Похождения Жиль Бласа из Сантильяны - Алан-Рене Лесаж
Шрифт:
Интервал:
Закладка:
Сицилийский вельможа, будучи весьма вспыльчив от природы, хотел было под горячую руку уволить и неаполитанца и мессинца, но, пораздумав, удовлетворился тем, что отделался от последнего, назначив меня на его место. Таким образом, должность главного управителя была упразднена вскоре после ее учреждения, и скажу откровенно, что я нисколько о ней не сожалел. В сущности это была должность почетного шпиона, не имевшая под собой солидной почвы, тогда как, став господином управителем, я получил в свое распоряжение денежную шкатулку, а это — главное. Такой служитель всегда является первым человеком в знатном доме, и с его должностью связано столько мелких барышей, что он неизбежно должен разбогатеть, хотя бы и был честным человеком.
Мой неаполитанец, далеко не исчерпавший запаса своих хитростей, приметил мою звериную бдительность и, видя, что я всякое утро проверяю купленные припасы и веду им счет, перестал их присваивать, но продолжал ежедневно закупать точно такое же количество. Благодаря этой уловке он увеличил свои барыши от кухонных остатков, принадлежавших ему по праву, и получил возможность посылать своей крошке хотя бы вареную пищу, поскольку не мог снабжать ее сырой. Бес тешился по-прежнему, а граф не выгадал ничего от того, что обзавелся таким фениксом среди управителей. Я все же не преминул обнаружить эту новую плутню, обратив внимание на чрезмерное изобилие, царившее за нашим столом, и тут же восстановил порядок, урезав излишки каждой перемены блюд, что произвел, однако, с большой осторожностью, так, чтоб это не походило на скупость. Всякий сказал бы, что господствует прежняя расточительность, а между тем я благодаря своей экономии значительно сократил расходы. Граф именно этого и требовал: он хотел бережливости, но и не имел желания уменьшать великолепие. Тщеславие побеждало в нем скопидомство.
Но я не удовлетворился этим и устранил еще и другое злоупотребление. Найдя, что расходуется слишком много вина, я заподозрил и здесь какую-то плутню. Действительно, когда за столом у графа собиралось, например, двенадцать персон, то выпивалось пятьдесят, а иной раз и шестьдесят бутылок.
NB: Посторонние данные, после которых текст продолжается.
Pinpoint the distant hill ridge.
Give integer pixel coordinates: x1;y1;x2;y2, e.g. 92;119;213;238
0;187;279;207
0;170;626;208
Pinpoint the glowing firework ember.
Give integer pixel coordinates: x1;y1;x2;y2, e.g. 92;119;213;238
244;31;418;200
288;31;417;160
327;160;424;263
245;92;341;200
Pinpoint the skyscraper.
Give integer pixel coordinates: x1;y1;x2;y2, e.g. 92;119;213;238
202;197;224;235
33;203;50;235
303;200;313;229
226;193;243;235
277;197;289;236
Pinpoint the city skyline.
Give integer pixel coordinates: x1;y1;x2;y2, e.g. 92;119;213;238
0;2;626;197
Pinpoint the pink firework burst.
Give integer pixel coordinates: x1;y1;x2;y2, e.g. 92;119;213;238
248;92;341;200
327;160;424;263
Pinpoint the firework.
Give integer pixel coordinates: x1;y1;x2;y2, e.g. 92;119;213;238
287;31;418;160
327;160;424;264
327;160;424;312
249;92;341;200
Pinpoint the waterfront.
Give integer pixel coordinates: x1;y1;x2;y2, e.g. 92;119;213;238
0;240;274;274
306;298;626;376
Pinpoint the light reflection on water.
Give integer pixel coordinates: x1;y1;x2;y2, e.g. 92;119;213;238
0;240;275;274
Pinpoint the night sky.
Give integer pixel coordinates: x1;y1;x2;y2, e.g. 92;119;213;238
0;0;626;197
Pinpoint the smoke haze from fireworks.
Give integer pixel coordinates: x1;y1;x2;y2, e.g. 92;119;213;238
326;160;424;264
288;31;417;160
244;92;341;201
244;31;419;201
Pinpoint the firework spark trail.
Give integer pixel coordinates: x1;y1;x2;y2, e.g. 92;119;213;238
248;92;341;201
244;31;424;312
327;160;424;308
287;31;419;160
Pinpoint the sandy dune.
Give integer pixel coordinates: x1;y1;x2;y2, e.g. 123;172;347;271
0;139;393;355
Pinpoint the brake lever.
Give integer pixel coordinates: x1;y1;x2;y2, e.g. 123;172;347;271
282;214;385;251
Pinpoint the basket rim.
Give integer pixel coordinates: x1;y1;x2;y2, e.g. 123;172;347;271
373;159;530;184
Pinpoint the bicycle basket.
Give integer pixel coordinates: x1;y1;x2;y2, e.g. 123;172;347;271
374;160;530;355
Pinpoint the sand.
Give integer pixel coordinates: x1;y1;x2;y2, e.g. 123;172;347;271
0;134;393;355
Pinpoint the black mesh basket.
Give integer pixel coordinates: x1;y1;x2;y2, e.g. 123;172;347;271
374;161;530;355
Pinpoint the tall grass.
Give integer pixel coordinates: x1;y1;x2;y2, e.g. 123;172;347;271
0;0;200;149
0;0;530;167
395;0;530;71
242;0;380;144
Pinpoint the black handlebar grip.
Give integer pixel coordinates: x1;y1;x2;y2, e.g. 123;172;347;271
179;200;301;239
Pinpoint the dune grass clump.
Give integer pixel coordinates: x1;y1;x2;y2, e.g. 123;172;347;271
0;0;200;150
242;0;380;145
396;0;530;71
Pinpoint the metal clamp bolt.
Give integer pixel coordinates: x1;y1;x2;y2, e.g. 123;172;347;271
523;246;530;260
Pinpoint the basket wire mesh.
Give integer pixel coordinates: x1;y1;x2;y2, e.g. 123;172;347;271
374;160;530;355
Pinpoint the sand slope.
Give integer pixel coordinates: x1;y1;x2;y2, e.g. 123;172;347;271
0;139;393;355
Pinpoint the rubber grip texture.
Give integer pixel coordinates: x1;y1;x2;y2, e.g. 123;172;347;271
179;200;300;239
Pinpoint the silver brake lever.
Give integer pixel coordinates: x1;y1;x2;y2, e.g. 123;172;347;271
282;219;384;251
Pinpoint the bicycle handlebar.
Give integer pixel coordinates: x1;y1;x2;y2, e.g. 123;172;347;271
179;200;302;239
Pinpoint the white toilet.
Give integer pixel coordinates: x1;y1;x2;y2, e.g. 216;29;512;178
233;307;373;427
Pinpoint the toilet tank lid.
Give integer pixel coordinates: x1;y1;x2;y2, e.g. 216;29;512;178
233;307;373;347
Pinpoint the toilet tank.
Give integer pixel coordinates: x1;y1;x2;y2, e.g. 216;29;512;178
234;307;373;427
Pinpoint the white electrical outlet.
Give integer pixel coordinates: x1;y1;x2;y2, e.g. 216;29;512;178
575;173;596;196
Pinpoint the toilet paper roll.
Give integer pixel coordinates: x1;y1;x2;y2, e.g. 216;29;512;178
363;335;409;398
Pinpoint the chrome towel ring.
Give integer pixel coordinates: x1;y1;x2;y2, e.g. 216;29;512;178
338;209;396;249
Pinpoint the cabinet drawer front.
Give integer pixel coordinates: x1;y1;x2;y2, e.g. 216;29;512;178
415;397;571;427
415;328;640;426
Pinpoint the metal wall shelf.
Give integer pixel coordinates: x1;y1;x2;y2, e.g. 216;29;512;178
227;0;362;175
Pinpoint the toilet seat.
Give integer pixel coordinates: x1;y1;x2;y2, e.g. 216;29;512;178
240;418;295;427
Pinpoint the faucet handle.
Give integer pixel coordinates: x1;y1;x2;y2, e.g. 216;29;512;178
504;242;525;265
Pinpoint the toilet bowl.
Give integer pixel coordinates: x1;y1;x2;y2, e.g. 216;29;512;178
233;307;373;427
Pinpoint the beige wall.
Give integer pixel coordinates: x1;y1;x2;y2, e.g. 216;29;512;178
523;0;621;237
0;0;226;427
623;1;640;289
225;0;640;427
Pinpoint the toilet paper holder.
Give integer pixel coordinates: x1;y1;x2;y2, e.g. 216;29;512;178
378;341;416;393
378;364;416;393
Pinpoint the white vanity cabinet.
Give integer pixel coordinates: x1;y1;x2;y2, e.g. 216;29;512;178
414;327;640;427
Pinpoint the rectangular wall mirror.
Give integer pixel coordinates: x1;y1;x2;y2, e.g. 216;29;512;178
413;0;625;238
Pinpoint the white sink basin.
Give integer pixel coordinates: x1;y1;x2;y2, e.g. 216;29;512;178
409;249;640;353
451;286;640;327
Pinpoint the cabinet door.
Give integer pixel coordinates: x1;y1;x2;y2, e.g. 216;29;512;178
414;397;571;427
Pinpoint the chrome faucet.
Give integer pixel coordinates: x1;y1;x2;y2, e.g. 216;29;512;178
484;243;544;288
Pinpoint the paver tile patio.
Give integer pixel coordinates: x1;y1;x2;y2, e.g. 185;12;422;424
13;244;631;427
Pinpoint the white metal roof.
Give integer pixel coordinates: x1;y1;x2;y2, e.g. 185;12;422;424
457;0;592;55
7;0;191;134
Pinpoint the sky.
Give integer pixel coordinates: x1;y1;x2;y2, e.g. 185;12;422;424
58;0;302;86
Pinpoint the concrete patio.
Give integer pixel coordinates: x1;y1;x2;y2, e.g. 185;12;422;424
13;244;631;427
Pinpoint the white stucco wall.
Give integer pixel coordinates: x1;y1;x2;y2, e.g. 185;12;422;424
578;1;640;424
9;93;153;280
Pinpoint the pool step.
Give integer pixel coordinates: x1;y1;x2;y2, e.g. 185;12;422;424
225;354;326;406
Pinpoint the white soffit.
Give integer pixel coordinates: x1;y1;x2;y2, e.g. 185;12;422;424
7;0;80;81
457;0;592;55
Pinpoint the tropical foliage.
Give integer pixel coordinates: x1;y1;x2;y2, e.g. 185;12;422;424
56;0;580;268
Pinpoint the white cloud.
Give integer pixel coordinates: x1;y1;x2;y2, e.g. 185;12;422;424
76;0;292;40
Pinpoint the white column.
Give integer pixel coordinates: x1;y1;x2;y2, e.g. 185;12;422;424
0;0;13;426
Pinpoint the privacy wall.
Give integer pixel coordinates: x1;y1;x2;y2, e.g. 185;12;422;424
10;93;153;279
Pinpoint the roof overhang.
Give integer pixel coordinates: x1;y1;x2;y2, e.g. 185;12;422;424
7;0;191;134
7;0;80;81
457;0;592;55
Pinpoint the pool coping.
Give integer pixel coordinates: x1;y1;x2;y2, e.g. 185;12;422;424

Это меня удивляло, и я обратился к своему оракулу, т. е. поваренку, с которым происходили у нас тайные собеседования и который доносил мне в точности все, что говорилось и делалось на кухне, где на него не имели ни малейшего подозрения. Так, он сообщил, что причиной обеспокоившего меня бедствия была новая лига, образованная дворецким, поваром и лакеями, разливавшими напитки, и что эти последние уносили на кухню наполовину опорожненные бутылки, каковые затем распределялись между конфедератами. Я отчитал лакеев и пригрозил вышвырнуть их из дому, если что-либо подобное повторится. Этого было достаточно, чтоб вернуть их на стезю долга. Мой барин, которого я тщательно оповещал о мельчайших мероприятиях, предпринимаемых мною в его интересах, осыпал меня похвалами, а расположение его ко мне возрастало с каждым днем. Желая, со своей стороны, вознаградить ложкомоя, оказавшего мне столь важные услуги, я произвел его в младшие повара. Вот какими способами честный слуга пробивает себе дорогу в богатых домах.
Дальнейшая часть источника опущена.